In order for virtual reality to work, it has to constantly keep that entire world ready on demand, so if you suddenly flip your head around, there won’t be any lag in your view. This makes for an engrossing game play or movie going experience, but it also demands a certain baseline of computing power. That’s why, if you want to get the most out of your virtual reality setup, you’re going to need a high quality graphics card.

How To Choose The Best VR Graphics Card For You

Whether you’re your putting together your first PC capable of creating interactive VR environments or you’re looking to upgrade your current setup to keep up with the demands of the latest software, you’ll likely want to get the best graphics card that you can afford.

Realistically, your budget is a great place to start, as a lot of computer hardware gets better as it gets more expensive. That’s not quite the whole story, however, as your specific needs may exceed your budget, or even allow you to save a little money on your purchase. So, how do you evaluate one card over another?

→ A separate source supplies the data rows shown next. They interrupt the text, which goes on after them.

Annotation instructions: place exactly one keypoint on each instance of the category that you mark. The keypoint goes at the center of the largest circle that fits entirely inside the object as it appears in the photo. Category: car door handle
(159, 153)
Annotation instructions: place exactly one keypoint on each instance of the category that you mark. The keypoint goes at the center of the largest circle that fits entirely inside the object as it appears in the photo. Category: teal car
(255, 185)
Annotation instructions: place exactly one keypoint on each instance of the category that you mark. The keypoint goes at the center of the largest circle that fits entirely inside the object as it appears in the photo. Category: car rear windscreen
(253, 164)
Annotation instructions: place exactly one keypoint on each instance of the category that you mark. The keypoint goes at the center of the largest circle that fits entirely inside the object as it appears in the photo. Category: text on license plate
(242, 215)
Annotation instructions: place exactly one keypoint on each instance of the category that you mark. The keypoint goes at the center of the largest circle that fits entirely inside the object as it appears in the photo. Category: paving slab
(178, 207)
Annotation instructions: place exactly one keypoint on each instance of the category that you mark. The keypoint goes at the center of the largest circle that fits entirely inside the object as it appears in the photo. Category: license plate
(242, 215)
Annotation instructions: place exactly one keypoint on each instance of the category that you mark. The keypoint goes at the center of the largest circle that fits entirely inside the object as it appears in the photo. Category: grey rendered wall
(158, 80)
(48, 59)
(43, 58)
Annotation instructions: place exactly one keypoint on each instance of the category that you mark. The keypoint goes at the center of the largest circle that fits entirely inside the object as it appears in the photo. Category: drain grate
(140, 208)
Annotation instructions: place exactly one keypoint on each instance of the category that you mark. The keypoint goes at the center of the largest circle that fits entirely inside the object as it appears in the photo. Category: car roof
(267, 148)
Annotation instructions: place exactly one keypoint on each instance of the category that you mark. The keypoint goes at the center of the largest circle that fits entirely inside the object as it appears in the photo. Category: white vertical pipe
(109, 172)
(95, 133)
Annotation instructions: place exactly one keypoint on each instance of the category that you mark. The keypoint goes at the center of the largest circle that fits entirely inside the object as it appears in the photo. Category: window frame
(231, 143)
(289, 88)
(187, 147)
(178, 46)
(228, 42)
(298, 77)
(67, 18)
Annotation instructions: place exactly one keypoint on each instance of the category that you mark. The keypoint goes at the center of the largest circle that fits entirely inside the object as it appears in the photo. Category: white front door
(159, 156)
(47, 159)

Larger, faster, and closer to an exhaust vent within your tower will be best.

Practically speaking, you’ll want to make sure that the card you’ve got your eye on will actually fit into your tower. Depending on what else you’ve got crammed in there, you might find that you’ll need to upgrade your tower before picking a card.

After that, you’ll want to dig into the other specs that each card has to offer. This level of computing needs a certain temperature range to keep up optimal performance, so many graphics cards will have their own cooling systems. Generally speaking, more fans will result in a cooler card, but the speed, size, and placement of those fans makes a difference as well. Larger, faster, and closer to an exhaust vent within your tower will be best.

Graphics cards also have their own RAM independent from the RAM in your computer, and more RAM in a VR graphics card will help ensure a lag-free feed with less tearing and potentially less induced nausea.

The other number that you generally want as large as you can afford is clock speed. This specification is measured in GHz, and, like RAM, it goes a long way toward determining the speed and quality of the card’s performance. That said, if a card’s overall architecture is superior, it might outperform a comparable card with higher clock speeds, so if you’re torn between two cards with similar clock speeds, you can probably get away with saving a little money.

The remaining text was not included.